Pope Benedict writes about the Kingdom present in three different ways. First, it is present in Jesus Himself. Jesus is the Kingdom; He is God’s presence among us. It is also a reflection of God’s reign in us. Not found on any map, it is located in our inner being, growing and reaching out to others. And, finally, the Kingdom is expressed in the Church, its actual presence within history. It’s remarkable how often we see the Kingdom manifested in all three dimensions.

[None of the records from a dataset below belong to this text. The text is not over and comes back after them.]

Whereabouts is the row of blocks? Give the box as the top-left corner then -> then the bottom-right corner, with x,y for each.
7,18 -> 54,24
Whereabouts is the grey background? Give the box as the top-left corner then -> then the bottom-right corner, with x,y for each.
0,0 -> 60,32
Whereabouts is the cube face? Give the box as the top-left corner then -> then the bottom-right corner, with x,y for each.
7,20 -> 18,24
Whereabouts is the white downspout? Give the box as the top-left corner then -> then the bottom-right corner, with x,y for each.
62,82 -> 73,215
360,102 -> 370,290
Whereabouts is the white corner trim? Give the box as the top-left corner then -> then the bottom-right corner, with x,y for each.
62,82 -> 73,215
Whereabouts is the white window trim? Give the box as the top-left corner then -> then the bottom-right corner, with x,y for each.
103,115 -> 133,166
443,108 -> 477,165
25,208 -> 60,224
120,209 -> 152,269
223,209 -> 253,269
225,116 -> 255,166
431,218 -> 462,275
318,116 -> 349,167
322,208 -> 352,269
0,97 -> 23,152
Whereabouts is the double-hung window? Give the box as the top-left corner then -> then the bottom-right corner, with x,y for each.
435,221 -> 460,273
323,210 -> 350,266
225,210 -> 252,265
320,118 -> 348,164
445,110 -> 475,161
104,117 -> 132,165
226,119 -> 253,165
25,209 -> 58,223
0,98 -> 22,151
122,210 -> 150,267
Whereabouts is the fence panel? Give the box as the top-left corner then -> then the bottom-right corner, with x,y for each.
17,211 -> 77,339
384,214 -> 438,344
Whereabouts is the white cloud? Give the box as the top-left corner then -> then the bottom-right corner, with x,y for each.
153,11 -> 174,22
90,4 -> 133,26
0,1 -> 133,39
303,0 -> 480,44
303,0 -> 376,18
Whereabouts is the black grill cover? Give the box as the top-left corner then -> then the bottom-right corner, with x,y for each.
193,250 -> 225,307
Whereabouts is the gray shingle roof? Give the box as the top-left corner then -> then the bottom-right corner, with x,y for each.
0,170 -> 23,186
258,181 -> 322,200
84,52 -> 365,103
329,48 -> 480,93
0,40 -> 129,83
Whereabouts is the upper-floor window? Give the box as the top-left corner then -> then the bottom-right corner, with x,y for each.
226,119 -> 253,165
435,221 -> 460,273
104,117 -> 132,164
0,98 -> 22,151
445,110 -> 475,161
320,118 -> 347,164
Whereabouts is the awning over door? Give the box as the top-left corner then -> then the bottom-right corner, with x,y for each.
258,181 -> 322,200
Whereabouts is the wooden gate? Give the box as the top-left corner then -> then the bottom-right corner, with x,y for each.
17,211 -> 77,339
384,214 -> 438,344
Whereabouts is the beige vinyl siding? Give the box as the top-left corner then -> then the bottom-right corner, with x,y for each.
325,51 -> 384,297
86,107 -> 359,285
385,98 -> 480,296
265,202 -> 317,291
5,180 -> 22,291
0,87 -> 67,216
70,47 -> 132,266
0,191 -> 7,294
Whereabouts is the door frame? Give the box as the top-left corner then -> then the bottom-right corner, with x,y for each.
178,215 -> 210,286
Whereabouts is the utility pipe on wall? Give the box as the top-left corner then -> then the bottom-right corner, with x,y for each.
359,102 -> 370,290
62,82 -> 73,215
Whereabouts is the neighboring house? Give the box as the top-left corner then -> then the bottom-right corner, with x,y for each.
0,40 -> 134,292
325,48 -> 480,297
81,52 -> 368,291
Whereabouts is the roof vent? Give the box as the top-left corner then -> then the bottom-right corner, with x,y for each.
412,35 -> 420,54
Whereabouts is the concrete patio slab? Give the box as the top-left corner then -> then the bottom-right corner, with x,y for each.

When I was a boy, there was a blind man in our town who had a shack-like stand that sold newspapers, magazines, cigarettes, and candy. One winter day his stand caught fire from his space heater and was completely destroyed. He was okay but he lost everything. Within a few days one of our parishioners, with the help of matching funds from the local Lions Club, replaced the news stand and his entire inventory. It must have cost him a thousand dollars or more, a lot of money back in the fifties. The donor wanted to remain anonymous; only our pastor and a few others knew who he was.

When a local reporter interviewed the blind man, he asked him, “What do you think of the man who did this for you?” Jim just said, “That was no man. That was Jesus.”

Yes, the Kingdom is Jesus; it is His presence in the world. And as a living sign of the Kingdom of God, that one man did the work of the King, the work of Jesus Christ. The reign of the living God was present within him.

You see, brothers and sisters, the Kingdom is you and I; and Christ is our King. The Kingdom is what we are, the Church, taking Jesus Christ into a world that needs Him so very badly today.